Davide Casaleggio (foto LaPresse)

baruffe a cinque stelle

Così i parlamentari del M5s provano a rottamare Rousseau con una nuova piattaforma

Valerio Valentini

Deputati e senatori hanno già chiesto un preventivo a un'azienda romana. L'obiettivo è affrancarsi dal giogo di Casaleggio, che pretende i 300 euro al mese senza i quali si finisce a rischio espulsione

Ci sta che infine anche questa, come le altre già tentate in passato, si risolva in una gran cagnara e nulla più. Sta di fatto che però, stavolta, la determinazione dei rivoltosi contro Davide Casaleggio appare sincera, se è vero che a un'azienda di programmazione software romana è già stato chiesto un preventivo per l'elaborazione di una nuova piattaforma. L'alternativa a Rousseau, insomma. Il concorrente che a Via Morone, in ossequio allo statalismo dilagante nel governo giallorosso, non possono tollerare. 

  

L'iniziativa è di una decina di parlamentari, al momento, deputati e senatori. L'avanguardia del dissenso di quel grosso corpaccione di eletti del M5s che ormai considerano il giovane Casaleggio, il figlio padrone, "qualcosa di simile a un aguzzino", un gabelliere, insomma: "La nostra tassa mensile". E certo, è una protesta che ha a che vedere col desiderio di un autonomia politica, di libertà di coscienza, di indipendenza da parte di un partito – che poi sarebbe pure il partito di maggioranza relativa – che non può essere lo spin off di una srl assai modesta, subordinato alle logiche di un software mezzo decotto spacciato come avveniristico da un manager che straparla di scenari futuri e futuribili col tono del profeta visionario, forse per non affrontare un presente in cui la sua impresa boccheggia, fatica a pagare gli stipendi a fine mese ai suoi dipendenti. E che, per stare a galla, pretende da deputati e senatori 300 euro al mese. E qui si arriva al nocciolo duro, di questo malcontento.
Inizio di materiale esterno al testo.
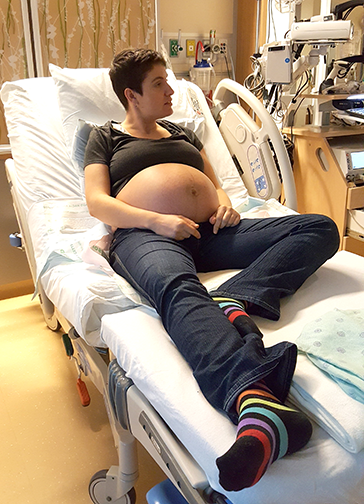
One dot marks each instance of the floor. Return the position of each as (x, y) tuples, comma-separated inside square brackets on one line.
[(50, 445)]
Che è fatto sì, come si diceva, di desiderio di autonomia politica, ma che riguarda soprattutto le più spicciole questioni di portafoglio.

 

Perché, appunto, tutto ruota intorno a quei 300 euro. Com'è noto, ogni parlamentare del M5s è monitorato dall'anonima piattaforma "Tirendiconto.it", un portale gestito da un misconosciuto staff che si firma "Audit" e che viene ricondotto a Casaleggio stesso, forse – quo bisogna affidarsi ai pettegolezzi di Transatlantico – per interposto studio legale milanese. E insomma è su questa fumosa piattaforma che ciascun parlamentare del M5s deve effettuare le restituzioni, così da ottenere il famigerato pallino verde. Che sta ad indicare che va tutto bene, che nulla di quel che doveva devolvere, dal suo stipendio, è stato trattenuto. La differenza tra i sommersi e i salvati. Solo che le restituzioni sono di due tipi. La prima – di circa 2.000 euro al mese – è la somma che ciascun parlamentare devolve su un conto corrente gestito da un "comitato" presieduto dai due capigruppo – Gianluca Perilli e Davide Crippa – e il capo politico Vito Crimi, pensato per finanziare progetti di utilità sociale. E poi, appunto, ci sono i 300 euro che finiscono nelle casse di Rousseau per non meglio dettagliate spese di "mantenimento delle piattaforme tecnologiche": cioè quella specie di colabrodo che risponde agli ordini e ai capricci di Casaleggio. 

 

Ora, per capire il motivo della protesta bisogna entrare nelle cervellotiche dinamiche dell'"onestà -ta -ta" grillina. Ebbene, chi, tra i parlamentari, non è in regola con le restituzioni, chi insomma è marchiato dall'ignominia del "pallino rosso" su "Tirendiconto", dal 24 agosto scorso è a rischio di diffida da parte del capo politico, una misura che può essere il preludio all'espulsione. Il problema è che però tanti parlamentari, pur essendo in regola con le restituzioni mensili, vengono ancora considerati morosi. Il Motivo? Non hanno versato i 300 euro per Rousseau. Dimenticanza che per alcuni è ormai un atto di deliberata dissidenza, e che prosegue da molto tempo. E però, per essere in regola sul portale "Tirendiconto", bisogna essere in regola col gabelliere di Milano, Casaleggio. Altrimenti, si è a rischio sanzioni. 

 

Ecco perché alcuni parlamentari, i più arditi o i più disincantati a seconda dei punti di vista, hanno pensato bene di procedere alla creazione di un  nuovo software, una nuova piattaforma – gestita solo dai gruppi di Camera e Senato – dove vengano riportate solo le restituzioni fatte sul fondo per i progetti di utilità sociale, senza alcun riferimento ai 300 euro da devolvere a Rousseau.